Mögliche Beobachtungsfehler sind in der folgenden Übersicht dargestellt.
Das beobachtete Verhalten bzw. seine Häufigkeit muss vor der Interpretation einem Analyseprozess unterzogen und in die vorhandenen Informationen und in an anderer Stelle gewonnene diagnostische Erkenntnisse eingeordnet werden. Gegebenenfalls stellen die Beobachtungen den Ausgangspunkt für weitere spezifischere Beobachtungen oder weitere diagnostische Schritte dar, bei denen die (subjektiven) Beobachtungen durch ein objektives Verfahren, z. B. einen Test überprüft werden. Erst am Ende können die Beobachtungsergebnisse unter Einbeziehung aller gewonnenen diagnostischen Erkenntnisse interpretiert, in den Kontext der diagnostischen Fragestellung gestellt und mögliche Fördervorschläge abgeleitet werden. Mit Hilfe des Schemas soll der Umgang mit Beobachtungsergebnissen während des diagnostischen Prozesses verdeutlicht und dargestellt werden:
Hinweise zu spezifischen Themen
Im diagnostischen Prozess muss geklärt werden, ob der Förderbedarf emotionale und soziale Entwicklung ggf. in Verbindung mit anderen Bereichen (sonder-)pädagogischer Unterstützung steht.

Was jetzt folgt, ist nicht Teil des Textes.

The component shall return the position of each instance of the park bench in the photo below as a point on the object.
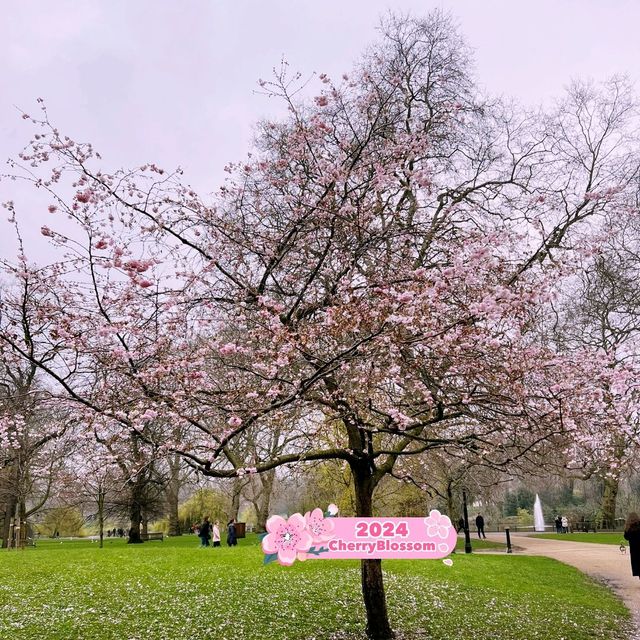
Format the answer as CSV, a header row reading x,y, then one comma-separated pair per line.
x,y
152,535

Sollten im Diagnostikprozess deutliche Hinweise vorliegen, dass temporär eine Förderung im Rahmen eines intensivpädagogischen Angebotes notwendig ist, sollten weitere Unterstützungssysteme (bspw. Jugendamt, sozialpädagogische, therapeutische Einrichtungen, LaSuB) bereits zum Förderausschuss hinzugezogen werden.
Bei selektivem oder totalem Mutismus muss im diagnostischen Prozess das mehrdimensionale Bedingungsgefüge der Kommunikationsstörung aufgeklärt werden und ermittelt werden, in welchen Bereichen ein (sonder-)pädagogischer Unterstützungsbedarf vorliegt. Sollten psychische Faktoren gegenüber sprachlichen oder kognitiven prominent sein, kann die Zuschreibung zum Förderschwerpunkt emotionale und soziale Entwicklung erfolgen. Die Bearbeitung wesentlicher Bedingungsfaktoren sowie der psychosozialen Folgen dieses Störungsbildes bedarf einer multiprofessionellen Zusammenarbeit im Rahmen sonderpädagogischer sowie psychologischer und therapeutischer Maßnahmen.
Eine Diagnostik im Förderschwerpunkt emotionale und soziale Entwicklung in Verbindung mit gutachterlich bestätigtem Autismus wird i. d. R. veranlasst, wenn von einer Beschulung nach dem Lehrplan der Regelschule ausgegangen werden kann. Weiterführende Hinweise zur Diagnostik und Förderung sind in den Ausführungen zum Bereich Autismus beschrieben.